Monday, September 8, 2008

Love Honor and Obey


When I was four I had it all figured out. I knew all the right answers in Sunday School, I could read and I'd already jumped off the high dive. I had the world in my cute little hands. Then I my dad physically threatened my mom and I wasn't allowed to talk about it. The house grew dark and shadows filled my heart, I was terrified. We dealt with it by pretending that nothing happened and everything that I knew about the world changed. In that moment, I learned that love was a sham.

In our wedding vows we promised to love honor and obey each other, there was nothing said about honesty or truth. I did my best. I loved in the loyal sick way I had learned as a child. Honoring meant I never spoke the truth but made him look good. Obeying I did like a beaten dog, I cowered and withdrew.

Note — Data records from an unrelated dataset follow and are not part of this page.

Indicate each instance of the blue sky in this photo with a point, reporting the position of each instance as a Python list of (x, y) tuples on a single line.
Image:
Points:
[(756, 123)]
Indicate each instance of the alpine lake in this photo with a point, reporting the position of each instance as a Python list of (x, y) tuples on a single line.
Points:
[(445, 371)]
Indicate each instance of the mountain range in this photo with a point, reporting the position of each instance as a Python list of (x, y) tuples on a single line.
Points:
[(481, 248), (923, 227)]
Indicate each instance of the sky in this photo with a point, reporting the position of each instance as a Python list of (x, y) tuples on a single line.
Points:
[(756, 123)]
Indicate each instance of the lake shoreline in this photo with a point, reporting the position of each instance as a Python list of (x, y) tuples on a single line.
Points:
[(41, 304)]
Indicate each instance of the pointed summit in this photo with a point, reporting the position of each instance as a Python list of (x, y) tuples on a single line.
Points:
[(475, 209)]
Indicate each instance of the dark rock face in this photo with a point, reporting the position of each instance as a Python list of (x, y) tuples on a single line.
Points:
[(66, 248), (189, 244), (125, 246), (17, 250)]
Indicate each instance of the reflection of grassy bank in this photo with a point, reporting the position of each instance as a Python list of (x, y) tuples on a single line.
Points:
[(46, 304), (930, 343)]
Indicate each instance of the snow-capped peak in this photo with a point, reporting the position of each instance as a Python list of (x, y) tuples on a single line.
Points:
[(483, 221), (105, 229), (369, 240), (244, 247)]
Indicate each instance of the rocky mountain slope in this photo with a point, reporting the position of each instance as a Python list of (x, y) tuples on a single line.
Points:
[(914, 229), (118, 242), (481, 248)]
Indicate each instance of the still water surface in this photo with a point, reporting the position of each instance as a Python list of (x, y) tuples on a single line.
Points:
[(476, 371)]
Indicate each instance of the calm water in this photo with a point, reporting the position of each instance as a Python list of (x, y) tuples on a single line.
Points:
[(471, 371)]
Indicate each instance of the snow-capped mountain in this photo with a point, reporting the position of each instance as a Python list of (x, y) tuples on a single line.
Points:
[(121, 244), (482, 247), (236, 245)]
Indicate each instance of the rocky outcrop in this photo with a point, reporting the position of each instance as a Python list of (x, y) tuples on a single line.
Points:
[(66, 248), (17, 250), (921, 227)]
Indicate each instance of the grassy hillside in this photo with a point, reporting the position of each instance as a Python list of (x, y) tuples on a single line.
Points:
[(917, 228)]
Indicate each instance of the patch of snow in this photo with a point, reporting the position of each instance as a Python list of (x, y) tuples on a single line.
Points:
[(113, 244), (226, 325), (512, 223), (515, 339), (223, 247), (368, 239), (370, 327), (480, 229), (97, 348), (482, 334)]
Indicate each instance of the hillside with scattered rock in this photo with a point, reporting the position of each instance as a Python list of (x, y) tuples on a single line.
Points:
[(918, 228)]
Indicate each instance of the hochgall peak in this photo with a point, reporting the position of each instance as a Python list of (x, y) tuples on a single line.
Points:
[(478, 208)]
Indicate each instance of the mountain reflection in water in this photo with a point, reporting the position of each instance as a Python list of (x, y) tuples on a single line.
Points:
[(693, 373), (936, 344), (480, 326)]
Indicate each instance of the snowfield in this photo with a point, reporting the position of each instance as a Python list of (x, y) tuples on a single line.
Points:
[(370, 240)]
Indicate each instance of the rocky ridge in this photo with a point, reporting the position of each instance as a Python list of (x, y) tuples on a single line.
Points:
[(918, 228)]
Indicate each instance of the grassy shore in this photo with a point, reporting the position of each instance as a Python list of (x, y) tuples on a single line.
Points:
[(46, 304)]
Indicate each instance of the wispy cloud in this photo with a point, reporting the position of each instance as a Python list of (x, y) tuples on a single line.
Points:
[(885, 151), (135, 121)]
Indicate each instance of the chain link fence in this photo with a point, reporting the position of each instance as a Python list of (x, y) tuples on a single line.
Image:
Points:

We played the game I had learned when I was four. There was unbelievable violence and we smiled and looked perfect. If someone asked me about bruises, I lied.

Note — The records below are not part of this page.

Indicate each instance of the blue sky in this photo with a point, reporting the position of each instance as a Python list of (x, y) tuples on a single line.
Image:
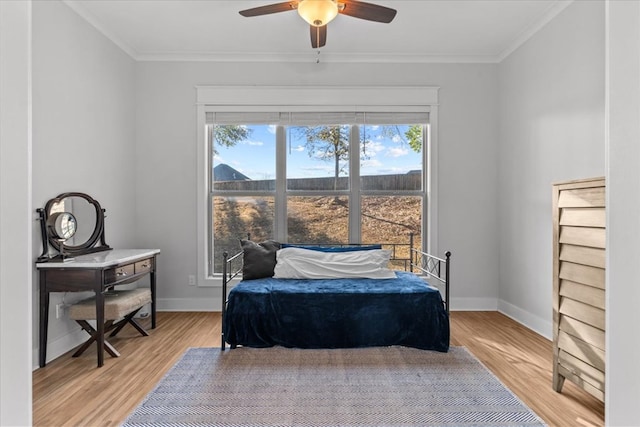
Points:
[(256, 156)]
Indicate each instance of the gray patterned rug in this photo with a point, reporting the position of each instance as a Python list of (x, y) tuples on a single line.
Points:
[(381, 386)]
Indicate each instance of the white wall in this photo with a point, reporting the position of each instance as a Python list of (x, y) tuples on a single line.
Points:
[(83, 136), (551, 119), (166, 163), (15, 213), (623, 213)]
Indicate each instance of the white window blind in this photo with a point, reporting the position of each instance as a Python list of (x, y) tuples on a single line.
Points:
[(311, 118)]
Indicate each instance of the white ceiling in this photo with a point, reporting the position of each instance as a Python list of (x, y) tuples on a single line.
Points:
[(423, 30)]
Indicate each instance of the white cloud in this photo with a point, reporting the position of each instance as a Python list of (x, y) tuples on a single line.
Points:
[(397, 152)]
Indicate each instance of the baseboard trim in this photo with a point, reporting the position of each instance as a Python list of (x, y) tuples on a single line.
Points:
[(59, 346), (473, 304), (188, 304), (536, 323)]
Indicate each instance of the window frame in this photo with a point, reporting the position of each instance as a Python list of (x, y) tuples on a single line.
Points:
[(239, 99)]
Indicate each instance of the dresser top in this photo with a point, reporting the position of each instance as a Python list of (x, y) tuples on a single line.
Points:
[(102, 259)]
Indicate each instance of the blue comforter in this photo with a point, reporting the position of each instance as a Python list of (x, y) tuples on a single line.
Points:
[(337, 313)]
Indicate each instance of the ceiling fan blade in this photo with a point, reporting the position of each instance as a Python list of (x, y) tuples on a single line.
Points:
[(270, 8), (318, 36), (368, 11)]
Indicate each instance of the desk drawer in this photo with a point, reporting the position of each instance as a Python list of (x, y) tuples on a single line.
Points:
[(144, 266), (119, 274)]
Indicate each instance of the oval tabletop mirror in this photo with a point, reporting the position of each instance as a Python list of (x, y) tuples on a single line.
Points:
[(72, 211)]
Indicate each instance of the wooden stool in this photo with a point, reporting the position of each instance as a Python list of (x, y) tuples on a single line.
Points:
[(118, 304)]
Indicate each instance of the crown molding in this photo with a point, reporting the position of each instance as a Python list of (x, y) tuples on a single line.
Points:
[(313, 56), (324, 57), (530, 31), (84, 14)]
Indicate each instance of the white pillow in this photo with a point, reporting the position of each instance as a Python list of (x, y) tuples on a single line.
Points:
[(298, 263)]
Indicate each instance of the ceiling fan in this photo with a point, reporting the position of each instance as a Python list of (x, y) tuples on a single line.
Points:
[(318, 13)]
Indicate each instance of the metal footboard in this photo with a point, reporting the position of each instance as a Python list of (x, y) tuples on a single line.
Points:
[(434, 267), (231, 267)]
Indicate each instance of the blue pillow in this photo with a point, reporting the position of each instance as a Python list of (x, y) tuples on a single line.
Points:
[(332, 248)]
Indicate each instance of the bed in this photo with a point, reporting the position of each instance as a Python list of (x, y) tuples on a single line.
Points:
[(311, 302)]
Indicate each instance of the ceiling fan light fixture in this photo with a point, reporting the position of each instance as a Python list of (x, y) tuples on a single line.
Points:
[(318, 12)]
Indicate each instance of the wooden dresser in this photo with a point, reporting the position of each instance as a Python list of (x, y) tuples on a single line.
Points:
[(579, 285)]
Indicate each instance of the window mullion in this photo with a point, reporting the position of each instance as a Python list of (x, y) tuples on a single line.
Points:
[(280, 226), (354, 185)]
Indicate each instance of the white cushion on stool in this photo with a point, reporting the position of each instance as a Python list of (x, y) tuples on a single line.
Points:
[(117, 304)]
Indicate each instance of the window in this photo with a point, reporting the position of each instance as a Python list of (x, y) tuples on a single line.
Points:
[(316, 178), (296, 189)]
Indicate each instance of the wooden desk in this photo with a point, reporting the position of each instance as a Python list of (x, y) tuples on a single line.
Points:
[(96, 272)]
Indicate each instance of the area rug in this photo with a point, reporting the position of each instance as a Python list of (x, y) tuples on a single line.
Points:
[(380, 386)]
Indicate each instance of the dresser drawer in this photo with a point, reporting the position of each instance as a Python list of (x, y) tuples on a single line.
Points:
[(144, 266), (119, 274)]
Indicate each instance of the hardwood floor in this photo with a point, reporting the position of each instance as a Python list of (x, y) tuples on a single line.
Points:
[(73, 392)]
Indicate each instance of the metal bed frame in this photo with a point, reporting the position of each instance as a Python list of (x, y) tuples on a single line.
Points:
[(427, 264)]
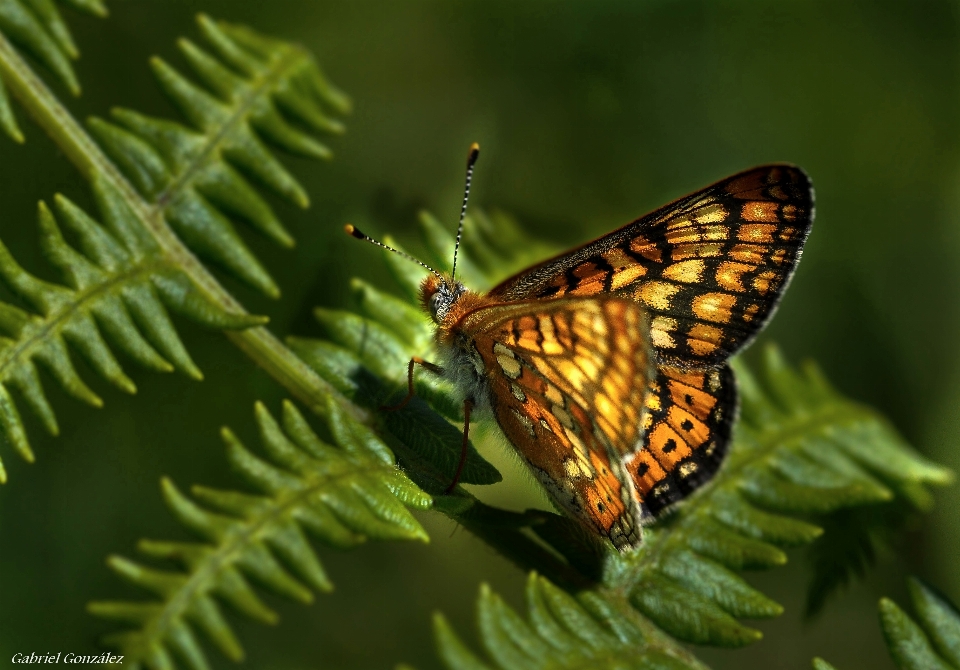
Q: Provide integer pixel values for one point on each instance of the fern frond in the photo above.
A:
(201, 188)
(800, 448)
(342, 495)
(561, 631)
(39, 29)
(931, 641)
(8, 122)
(118, 290)
(199, 175)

They all knew the truth. They could see it in my cowering stance, in my tentative smile, in my diverted gaze. I remember the stray dog we found at McDonalds. She was hungry and scared of us and at the same time so needing love. She submitted and cowered and crept closer for the hamburger crust. So betrayed, so hungry, so unloved.

I went through many years as a beaten dog. I smiled, I pleased, I cowered. I wanted love so desperately that I would take the crusts and be happy to have that.